I doubt politicians are trying endorse a particular artist but rather ride the coat tails of their popularity or the catchy lyrics of a particular song. Its pretty much the same as how proms select their theme songs.

Hush Hush

[TimothyDavis]

What? What?

I can't believe that we tricked their accountant into installing the virus.

Oh... THAT AC/DC

[nighthawk243]

It isn't nearly as bad if it was the band... now if it was the other AC/DC, then it would probably be worse.

Time to charge

[Nyder]

The U.S. Government and Isreal Government for illegal performance of copyrighted materal.

Not The Same People -- Why Not Anonymous?

[Nom+du+Keyboard]

I would have to say that this attack is not the same people. They were never so obvious in telling you that you've just been pwned.

Instead of going after Australia for their data retention law (which is pretty small potatoes compared to a nuclear device in the hands of a rogue state run by religious fanatics) why hasn't Anonymous gone after Iran? Iran can't build their weapon without computers and Anonymous has been basically overall useless, if not annoying, since they gave up on attacking Scientology.

I can't deal with this

[steelyeyedmissileman]

<rant>

Stuxnet, Duqu and Flamer-Skywiper being the previous iterations of the same Operation Project Olympic attack plan.

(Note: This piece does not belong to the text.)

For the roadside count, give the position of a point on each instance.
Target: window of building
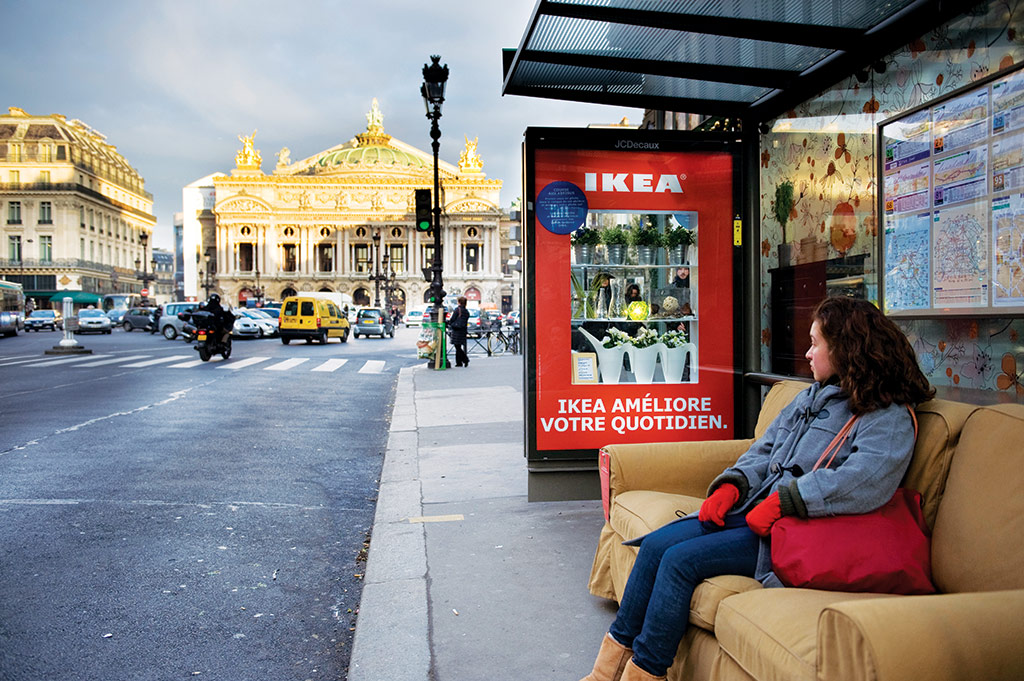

This is not a complete sentence; there's no verb.

Last month, President Obama's staff has admitted to the New York Times...

We use present perfect tense for referring to events that happened at an unspecified time in the past. You can't use it when you specify that the event happened last month.

...there is a joint Israel-U.S. cybermilitary operation was behind the mishaps Iranians have recently been suffering with their UF6 gas refining centrifuge systems in the Natanz and Fordo plants.

The rest of this sentence is too long and complicated. In addition, it has two verbs. Compounding the problem, the two verbs have opposing tenses.

I really do dislike grammar nazis, and I try to avoid ever saying anything about errors since I make plenty myself, but these kinds of errors are hard to read and understand. Timothy, do you even read things before they get posted?!

</rant, hopefully forever.>

Seriously, I do appreciate what all the /. editors do. It's hard to parse through all the article submissions that you get and make sure everything makes sense. It's also hard for us to parse the posted article summaries when the grammar mistakes make one's head spin.

My request

[dgreer]

May I respectfully suggest "Hell's Bells" for version 2.0?

pysops

[schlachter]

Shit...owning your enemy's machines and blasting American music rather than quietly stealing their data...that's some serious psyops. They've got to be feeling vulnerable now.

team america

[schlachter]

Team America...Fuck Yea!

see, like the "Flying Elvises"!

[Thud457]

The Men In Black

They've cloned Johnny Cash?

Re:see, like the "Flying Elvises"!

[Quiet_Desperation]

OK, now they'll be paying *you* a courtesy call. Ya *had* to go blabbing!

Next version

[buybuydandavis]

Dirty Deeds Done Dirt Cheap!

Payment?

[craigminah]

I wonder if whoever did this arranged to pay AC/DC somehow or if the perpetrator stole copyrighted material. Hacking nuclear weapons facilities across international borders AND pirating a songs is a bad combination.

The RIAA and Iran

[Zcar]

On the same side of thing. Who woulda thunk it? Iran wants to get the virus writers because of the damage to their nuclear program, the RIAA for unauthroized use of songs.

You Really Want to Piss Them Off

[Greyfox]

Make their computers play Shel nonstop. Ugh I can't even think of that. It's too horrible!